Question: I purchased "Better Boy" tomato plants that are supposed to be VFN. When my plants reached 5-6' tall and already had large tomatoes on them, the outer edges of one plant looked as if it was wilted - as if it needed water. The soil was damp and none of the other tomato plants exhibited this. Within a few days, all the outer edges of all leaves were like that so I pulled the plant up and destroyed it. There were no nematodes on the roots. In the next few days, the same thing happened, one by one, to all my tomato plants. It seems I may have a wilt, but I purchased resistant varieties from a reputable nursery. What do you think caused this and what do I do to insure this will not happen next year?

Answer: There are three possibilities that come to mind. First, if there is a black walnut tree nearby, the toxin produced by its roots, which extend beyond its branches, can cause such symptoms.

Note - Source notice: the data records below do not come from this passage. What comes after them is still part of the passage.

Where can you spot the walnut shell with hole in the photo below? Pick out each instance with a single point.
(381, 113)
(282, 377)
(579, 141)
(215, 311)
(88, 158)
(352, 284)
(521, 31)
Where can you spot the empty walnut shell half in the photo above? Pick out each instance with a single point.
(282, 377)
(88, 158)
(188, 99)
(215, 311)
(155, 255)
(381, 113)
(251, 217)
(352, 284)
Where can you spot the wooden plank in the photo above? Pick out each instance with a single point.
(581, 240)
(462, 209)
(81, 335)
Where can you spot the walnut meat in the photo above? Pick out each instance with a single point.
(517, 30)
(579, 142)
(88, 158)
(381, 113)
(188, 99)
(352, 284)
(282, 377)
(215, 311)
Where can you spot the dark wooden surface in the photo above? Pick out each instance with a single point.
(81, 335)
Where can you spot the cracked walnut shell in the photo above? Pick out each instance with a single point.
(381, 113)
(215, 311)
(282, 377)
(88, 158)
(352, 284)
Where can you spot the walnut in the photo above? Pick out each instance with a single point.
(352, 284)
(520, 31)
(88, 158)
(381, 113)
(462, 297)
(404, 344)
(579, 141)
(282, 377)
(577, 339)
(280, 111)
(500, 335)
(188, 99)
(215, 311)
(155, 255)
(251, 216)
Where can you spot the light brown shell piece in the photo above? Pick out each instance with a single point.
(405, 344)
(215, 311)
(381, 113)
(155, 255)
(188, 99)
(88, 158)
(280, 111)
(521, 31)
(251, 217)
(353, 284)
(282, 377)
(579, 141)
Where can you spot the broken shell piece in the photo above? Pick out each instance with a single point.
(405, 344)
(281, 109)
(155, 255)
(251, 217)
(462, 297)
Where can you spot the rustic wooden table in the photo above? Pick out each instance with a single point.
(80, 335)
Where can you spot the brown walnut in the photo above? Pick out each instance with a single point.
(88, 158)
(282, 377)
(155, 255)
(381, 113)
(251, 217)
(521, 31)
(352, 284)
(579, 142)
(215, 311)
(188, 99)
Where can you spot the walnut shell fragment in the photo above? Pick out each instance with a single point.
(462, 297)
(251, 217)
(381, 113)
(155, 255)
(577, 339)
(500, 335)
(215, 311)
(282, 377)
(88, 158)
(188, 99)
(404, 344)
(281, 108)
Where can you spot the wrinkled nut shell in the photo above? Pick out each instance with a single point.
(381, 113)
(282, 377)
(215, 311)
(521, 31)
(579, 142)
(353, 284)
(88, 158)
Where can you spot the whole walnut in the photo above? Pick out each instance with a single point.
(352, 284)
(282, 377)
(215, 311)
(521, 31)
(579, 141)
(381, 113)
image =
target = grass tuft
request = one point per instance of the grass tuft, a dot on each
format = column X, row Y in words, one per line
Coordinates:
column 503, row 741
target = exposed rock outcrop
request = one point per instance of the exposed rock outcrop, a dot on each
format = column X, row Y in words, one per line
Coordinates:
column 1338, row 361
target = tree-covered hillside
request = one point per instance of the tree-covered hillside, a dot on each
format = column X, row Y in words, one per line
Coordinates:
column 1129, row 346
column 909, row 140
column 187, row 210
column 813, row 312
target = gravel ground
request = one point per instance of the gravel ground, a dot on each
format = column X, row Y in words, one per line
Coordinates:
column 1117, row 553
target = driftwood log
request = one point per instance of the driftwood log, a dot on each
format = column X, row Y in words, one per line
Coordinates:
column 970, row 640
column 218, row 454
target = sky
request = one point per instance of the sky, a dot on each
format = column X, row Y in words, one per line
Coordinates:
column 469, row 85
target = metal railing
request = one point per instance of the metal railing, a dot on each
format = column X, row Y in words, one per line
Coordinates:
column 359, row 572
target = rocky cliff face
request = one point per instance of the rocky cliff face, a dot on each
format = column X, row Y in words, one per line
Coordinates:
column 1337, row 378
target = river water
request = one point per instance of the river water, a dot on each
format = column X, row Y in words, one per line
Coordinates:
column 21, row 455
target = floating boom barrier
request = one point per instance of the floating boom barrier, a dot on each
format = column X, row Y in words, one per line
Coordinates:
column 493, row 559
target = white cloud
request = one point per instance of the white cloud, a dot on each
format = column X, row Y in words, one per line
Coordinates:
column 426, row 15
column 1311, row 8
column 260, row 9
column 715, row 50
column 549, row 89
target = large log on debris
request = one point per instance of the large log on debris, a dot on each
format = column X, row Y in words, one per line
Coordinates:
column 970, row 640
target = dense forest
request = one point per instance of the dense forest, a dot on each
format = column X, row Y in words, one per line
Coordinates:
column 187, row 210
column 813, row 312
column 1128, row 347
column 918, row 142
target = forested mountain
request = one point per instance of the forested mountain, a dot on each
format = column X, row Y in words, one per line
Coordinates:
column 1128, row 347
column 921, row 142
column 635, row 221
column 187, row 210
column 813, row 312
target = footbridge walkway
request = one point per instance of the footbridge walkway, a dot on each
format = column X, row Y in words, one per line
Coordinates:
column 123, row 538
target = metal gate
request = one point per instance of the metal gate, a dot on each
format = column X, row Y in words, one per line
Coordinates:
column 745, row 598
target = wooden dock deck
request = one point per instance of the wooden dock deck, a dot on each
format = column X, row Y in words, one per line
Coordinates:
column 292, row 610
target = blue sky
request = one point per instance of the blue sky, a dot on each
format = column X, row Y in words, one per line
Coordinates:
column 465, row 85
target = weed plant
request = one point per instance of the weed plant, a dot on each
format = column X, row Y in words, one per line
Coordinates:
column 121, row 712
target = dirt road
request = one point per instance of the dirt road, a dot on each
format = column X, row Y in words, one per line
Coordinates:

Another possibility is that you have a strain of a wilt fungus in your soil that is not affected by your plant's resistance. You may notice tomato varieties with VF1F2N after their name. This indicates resistance to two different strains or races of the Fusarium fungus.

Next year, you should try planting the tomatoes in another location or in containers filled with a good clean growing mix. Another option is to try varieties that boast multiple strains of a wilt fungus.

A final possibility is that the plants were not the variety that they were supposed to be. You indicated the nursery was reputable. However, not all such mix-ups are intentional. There are likely several places up the line from you and your nursery where an innocent mistake could have been made.